ヨガの帰り道、バスを待ってたら、降り始めた雨が強くなってきた。
バス停で雨宿りしながら、道路に叩きつける雨粒をぼーっと眺める。
雨の景色が好き。
物心着いた頃からある感覚。
雨の降り始めの音。暗い空から落ちてくる雨粒。なんとなく静かな空気。
でも、最近気がついたのは、好きなのは雨じゃなかったってこと。
雨が降ると、行動が制限される。
外に出られない。屋外活動が中止になる。
雨が理由になってできないことが出てくる。
できることも雨だとなんとなく自粛される雰囲気がある。
雨が作り出す「元気に活動しなくてもいい雰囲気」が好きなんだ。
その逆で、空が高く晴れ渡った日には気分が沈んだり。
長年不可解だったけど、雨の日のワクワク感の謎が解けたら、晴れの日の重い気分も説明がついた。
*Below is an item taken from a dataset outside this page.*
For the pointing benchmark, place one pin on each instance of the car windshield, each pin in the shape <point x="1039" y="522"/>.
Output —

コロナ禍での移動中、シンガポールでホテル隔離2週間を経験した。
ホテルの部屋で、誰にも合わずに2週間。
オンラインセッションとヨガ以外は、何もすることがない時間。
それは、言い方を変えれば、何もしなくてもいいよという許可だったりする。
家での日常と旅行中は、どんなに時間があったとしても、やることはある。
やらなくちゃならないという心は出てくる。
それが、隔離中は免状を手にしたかのように、「やらなくてもいい」許可があった。
それは、雨の日の「活動しなくてもいい雰囲気」の比じゃなかった。
そんなことを感じたのは私だけかと思っていたら、そうでもなかった。
隔離を体験した人の話を聞いたら、同じように、「しなくちゃならない」の解放区を満喫した人が結構いた。
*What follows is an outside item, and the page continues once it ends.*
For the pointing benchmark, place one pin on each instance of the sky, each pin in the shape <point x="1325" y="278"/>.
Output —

何時に寝起きしてもいい。食事も支給されるから、作らなくてもいい。(少しくらい美味しくなくても、作らなくてもいいから、文句無し)子供がゲーム漬けでも平気。
食事を作らないことが、子供がゲーム漬けなのが、良いと言っているわけではない。
そうゆう状態に対して、頭の中で批判的な声が聞こえたり、精神的な負担を感じないことが楽なのだ。
わたしは、普段は連続ドラマも小説も、止まらなくなるから手を出さない。
日常は、細切れ雑務の連続で、長時間どっぷり浸ることが難しいけど、隔離中は、時間を遮るものが何もない。
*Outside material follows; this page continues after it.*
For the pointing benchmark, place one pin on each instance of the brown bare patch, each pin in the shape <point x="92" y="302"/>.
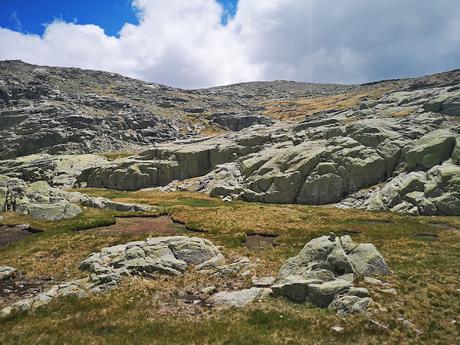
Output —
<point x="162" y="225"/>
<point x="297" y="109"/>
Netflixで、「GoodPlace」を3日間で見終わった。
(シーズン4(52エピソード)あるドラマ)
2週間の完全な解放区を体験してみて、普段は環境と心境からの「やらなくちゃならない」プレッシャーに多くさらさレてるんだなー、と。
私たちの日常は、やっても批判。やらなくても罪悪感。という勝ち目のないゲームをしていることが多い。
だとしたら。
自由になるには、ゲームそのものを放棄するしかない。
ワクチン接種が進んで、少しづつ活動再開の空気が漂い始めた。
と同時に、以前のハイスピードで過剰な生活に戻ることへの緊張感を感じる。
一年以上の「自粛と隔離」を経て、それまで無意識に参加していたゲームがなんとなく見えて くる。
そのゲームとは。ハイスピード。過剰。物質主義。分断。特権。
知らないうちに取り込まれていた価値観。
てか、この価値観はベビーブーマーである私が生まれた時にはすでにあった。
加速する価値観に置いてきぼりを取らないように、少しづつ足を早めながら、最終的に全速力で走り続けていた。
絶対にたどり着くことの出来ない「ゴール」を目指して。
そのことが身に沁みたきっかけがコロナ禍なのだと思う。
毎日の生活が解放区になればいい。
自身とのつながりが強まればいい。
循環とは。共存とは。
社会と文化、他人が作り上げたゲームを勝ち進んでも、本当の充実感は得られない。
自ら作り出したゲームは成長につながり、充実感が得られる。
これが、自分の道を歩くということではないか。